Bu yuzden atlarını itlerini nallamis olarak fikhimiza saldırıyorlar. Adi hocaymis profmus suymus buymus hepsi hikaye… Hepsi düşman askeri…
Bilesiniz de.. FIKHI OLMAK nasıl bir şey? Bir de ona bakalım…
FIKHI OLMAK şöyle bir şey…
Mezheplerin tümüne göre halife KUREYŞ’ten olur. Başkası olmaz. Olur diyen kufre girer.
Ancak… Osmanlı Kureyş olmadığı halde sultan aynı zamanda Halife idi. Kendileri Abdülhamit rahmetli’ye kadar halife unvanını kullanmadılar ama gücünü kullandılar.
Güçlü de oldular.
Mezheplerin hepsine göre yanlış bir durum vardı ama müslümanlar bu halde güçlü idiler.
Ingilizler “Halife Kureysten olur. Başkasından asla olmaz…” cümlesini keşfettiler ve aynen şimdiki “Biz sizi kurana çağırıyoruz” diyen hocalar gibi hoca dilleri ile bunu yaydilar. Kitaplardaki yerini de bu hocalar çok da kolay gösterdiler. Böylece Osmanlının gücünü ıslamın bir kaidesi ile kırdılar.
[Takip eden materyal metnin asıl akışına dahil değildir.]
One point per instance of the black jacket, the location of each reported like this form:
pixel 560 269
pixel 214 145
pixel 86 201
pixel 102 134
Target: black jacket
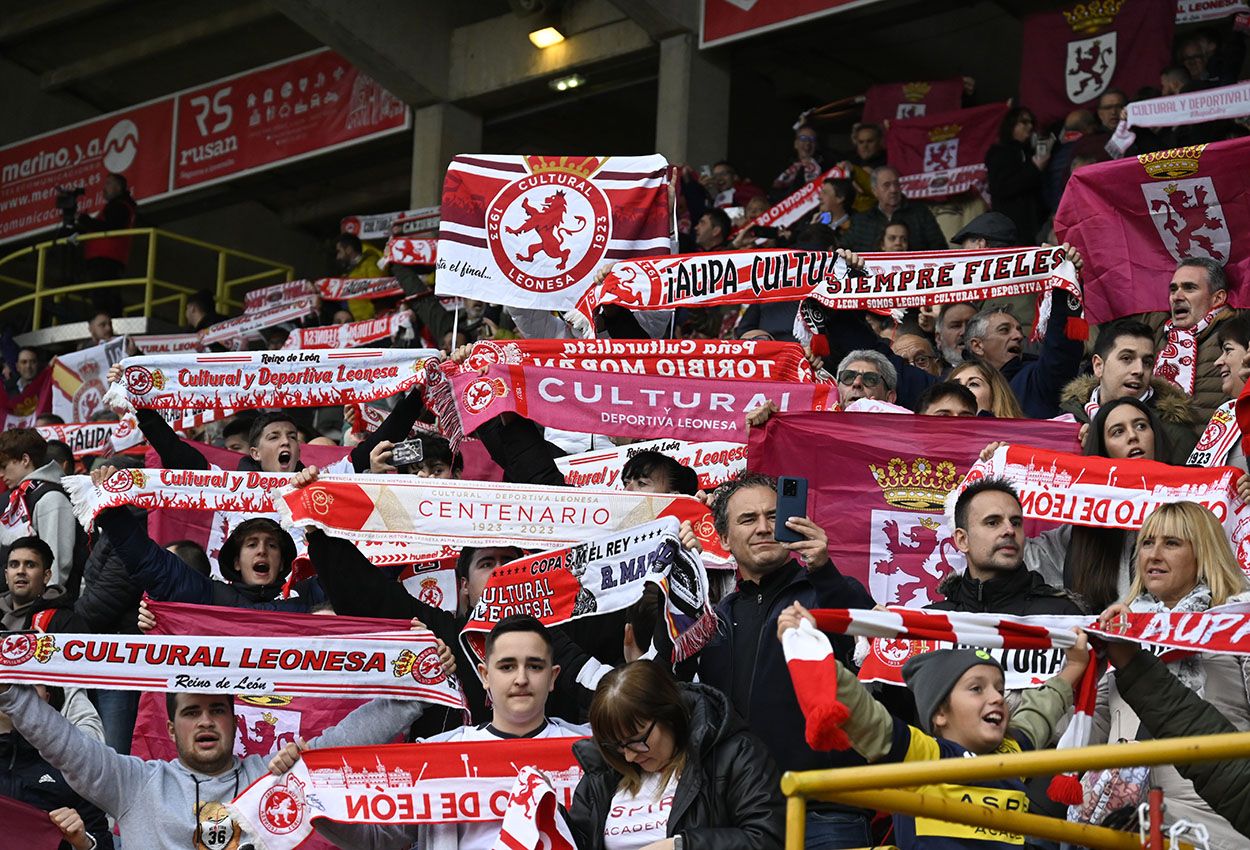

Dikkat edin. Müslümanların birliğini ve ortak aklını islama ait bir kaide ile zayiflattılar.
Islam ile müslümanları vurdular.
Abdülhamit biraz da bu zorunluluk sebebiyle hilafet sancagini açıp kullandı. Müslümanları böylece uyarmak istedi.
Şimdiii..
“Bulduk bulduk” diye ortak akla saldıran ne kadar hoca, prof vs varsa biliniz ki hepsi bilerek veya bilmeyerek aynı ıngiliz aklının bir soytarısı olarak ortaya çıkıyorlar.
Müslümanları birlikten ve ortak kabullerinden piyasaya hitap eden metinler veya vaazlar yoluyla koparmaya çalışmak islam gayreti ile asla izah edilemez.
Mevcut düzeni hiç bir halde ve kimsenin toplayamayacagi ve toplanamayacak şekilde dağıtmak dusman bütün gizli servislerin görevidir.
Bu göreve yardımcı olan herkes o gizli servislerin askerleridir.
Bizim askerlerimiz değiller… Bilesiniz.